Leith at War
At the outset of the hostilities that became "The Great War" the port and town of Leith was still an independent community with its own town council, police force and other civic institutions. At the time the population was estimated to be some 84,000 people. The port and its associated businesses dominated the employment structure and with ships regularly arriving from across the globe there was intense activity in and around its docks. Ship building and repairs, glass making, milling and biscuit manufacture, brewing and whisky distilling and a host of other occupations provided the population with employment. Leith was a thriving community.
Many Leith men were in the regular Army, Royal Navy or Merchant Service as a career. When the war began Leith men, as with others throughout Britain, responded to the call for volunteers to fight for King and Country. By the end of the conflict some 14,200 men had joined the various services. By far the largest proportion joined up with the local regiment The Royal Scots were based in the Drill Hall in the town. It was here many were trained prior to going to “the front”. However this was not the only service to recruit Leithers during the war. Leith men were to be found in over eighty active service units during the war. Women too were attached to nursing services.

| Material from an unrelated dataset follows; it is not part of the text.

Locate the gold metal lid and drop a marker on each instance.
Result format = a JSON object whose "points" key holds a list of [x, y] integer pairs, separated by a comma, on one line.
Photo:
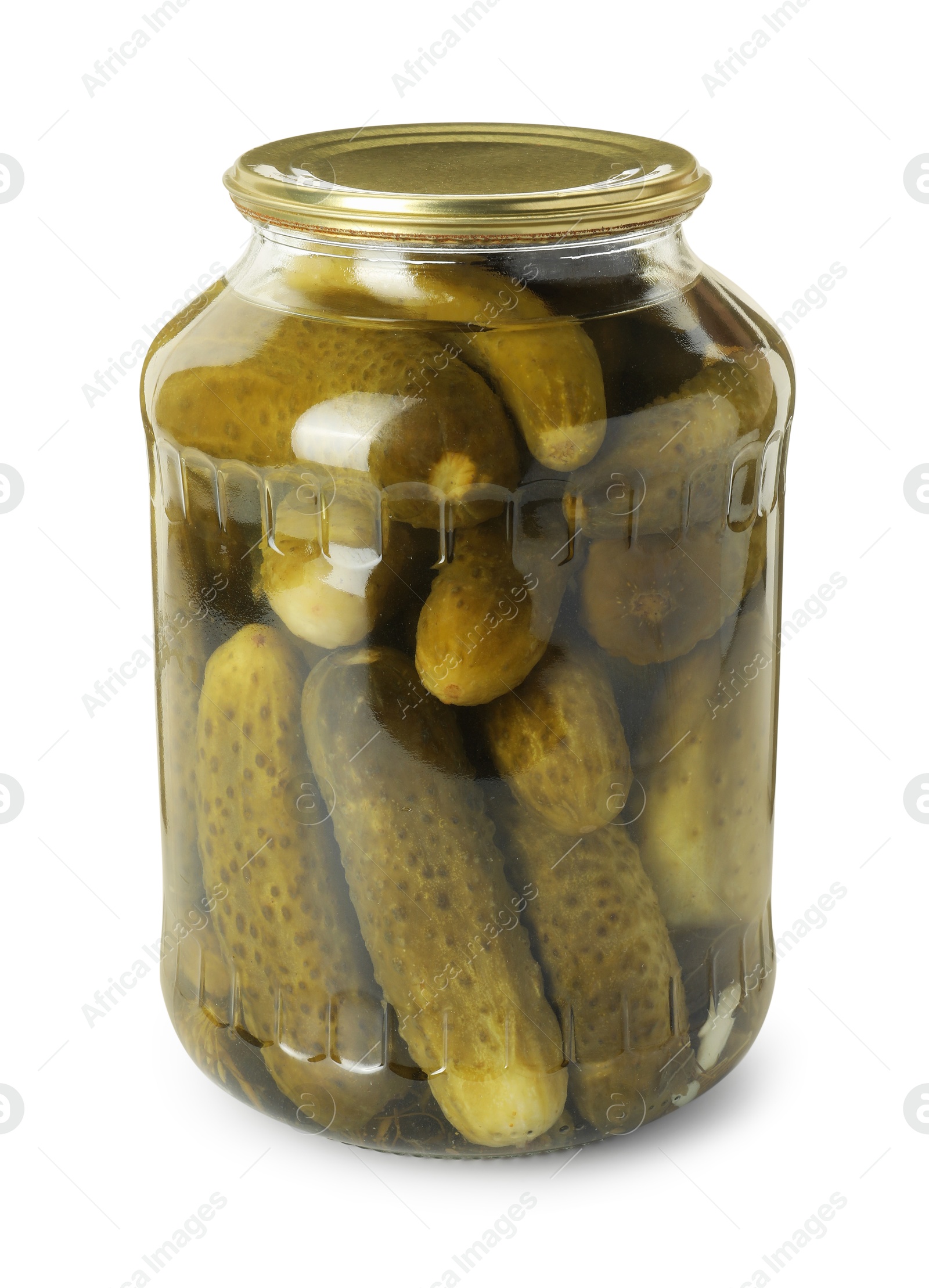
{"points": [[462, 184]]}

By the end of the war 2,500 Leithers or those with associations to the town (for example those who had emigrated from the town to the colonies) had made the ultimate sacrifice. In all the areas which the war was fought their graves or commemorations on war memorials are to be found. Approximately 50% have no known grave. In the Leith Roll of Honour, which was compiled in 1919, the names of 2,204 men and two women are noted in the five volumes.
Numerous others returned home with injuries and mental problems though these are not recorded. The ages of those who died vary from 15 years of age up to 69 but the largest proportion was in the 19 to 24 age group accounting for nearly 40% of the total. There was no month during the conflict in which Leithers were not killed. The local newspaper the Leith Observer, a weekly publication, records obituaries of those who fell and those posted as injured, missing or prisoners of war.